Chapitre 1
Et je vois le sourire, et je revois le soupir, le visage, mon visage, sage comme une image, les yeux, mes yeux, toujours à fleur de peau. Je revois le trajet à travers villes et champs. L’oubli de toute chose, si ce n’est l’instant présent et la joie de le déguster. Et je revois la lumière, la clarté à travers la vitre, dans le bus, des jeunes étudiants comme moi, mes frères humains, entre 12 et 18 ans, les uns assis, les autres debout, tassés, riant, conversant, vociférant, ne se rendant compte de rien, ignorant tout de la grande faucheuse qui un jour assurément les moissonnera.
Tous les temps sont là, contenus dans leur corps et dans leur tête, hier, aujourd’hui et demain se profilant à l’horizon lointain et diffus.
C’est la pause, on rentre à la maison, la matinée m’a semblé une éternité, l’après-midi s’annonce très long très long très long.
Je suis assis, la tête posée contre la vitre, dehors le grand soleil d’hiver, les voitures, les routes, déjà j’aimais les routes, les chemins alanguis, le doux balancement du moyen de transport public, bus, train ou bateau, pourvu qu’il me fut donné de rêvasser et de regarder les êtres et les lieux passants.

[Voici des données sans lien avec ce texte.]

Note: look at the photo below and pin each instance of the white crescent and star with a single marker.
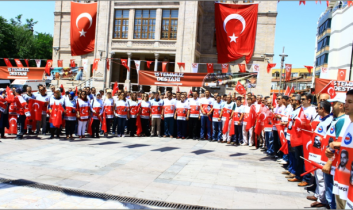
(233, 38)
(82, 15)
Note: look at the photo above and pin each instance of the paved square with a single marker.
(180, 171)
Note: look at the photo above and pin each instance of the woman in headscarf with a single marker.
(55, 101)
(83, 112)
(70, 115)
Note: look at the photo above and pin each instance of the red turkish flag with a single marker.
(288, 68)
(108, 64)
(124, 63)
(164, 66)
(287, 92)
(60, 63)
(242, 68)
(7, 62)
(283, 140)
(36, 109)
(18, 63)
(329, 89)
(95, 65)
(83, 28)
(210, 68)
(235, 31)
(26, 61)
(181, 65)
(341, 74)
(72, 63)
(240, 88)
(149, 64)
(225, 67)
(309, 68)
(270, 66)
(48, 66)
(115, 88)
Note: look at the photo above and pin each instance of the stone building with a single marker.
(161, 31)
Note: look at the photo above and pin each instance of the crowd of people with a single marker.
(221, 118)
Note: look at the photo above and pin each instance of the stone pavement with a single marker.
(179, 171)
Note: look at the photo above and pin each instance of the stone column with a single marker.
(127, 81)
(130, 33)
(156, 55)
(158, 30)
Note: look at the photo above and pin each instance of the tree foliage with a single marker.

J’aimais broder des phrases , m’imaginer dans tel ou tel rôle, partir à la recherche de ma douce et tendre, l’idéaliser telle que je voulais, que m’importait la réalité, je me rendais compte de la vanité de l’existence, je savais que le temps allait passer sur moi et inéluctablement me compresser, écraser mes certitudes les plus secrètes, tout ce que je voulais faire, tout ce dont je rêvais, tout serait anéanti dans la machine à broyer, la machine à arracher les cœurs.

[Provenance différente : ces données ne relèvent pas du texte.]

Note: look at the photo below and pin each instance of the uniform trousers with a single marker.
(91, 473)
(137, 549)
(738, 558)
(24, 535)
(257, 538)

Je ne feignais pas l’insouciance, mais je désirais l’aventure, je voulais que chaque jour soit nouveau, chaque lumière éclatante et chaque être surprenant.
Je voulais toujours être ébloui, bouleversé, aspiré, je pensais évasion, je pensais amour, je pensais jeunesse.
Idéaliste j’étais, romantique, crédule et maladroit. Je n’étais pas encore résignation et complaisance.
Qui suis-je, demandais-je au miroir, avant de lui crier : casse-toi, déguerpis, ne me renvoie plus jamais ce cliché qui n’est que l’ombre de moi-même, laisse-moi parcourir le chemin seul, ressentir la douleur, savoir que tout comme le jour la souffrance est temporaire. Que chaque chose a sa raison d’être et de devenir.
Je m’asseyais à une table de café, et je commençais à écrire une histoire qui se voulait entraînante, mais qui surtout jaillissait de mon envie de respirer. J’étais dans le bus, je ne savais rien, mais c’était bien.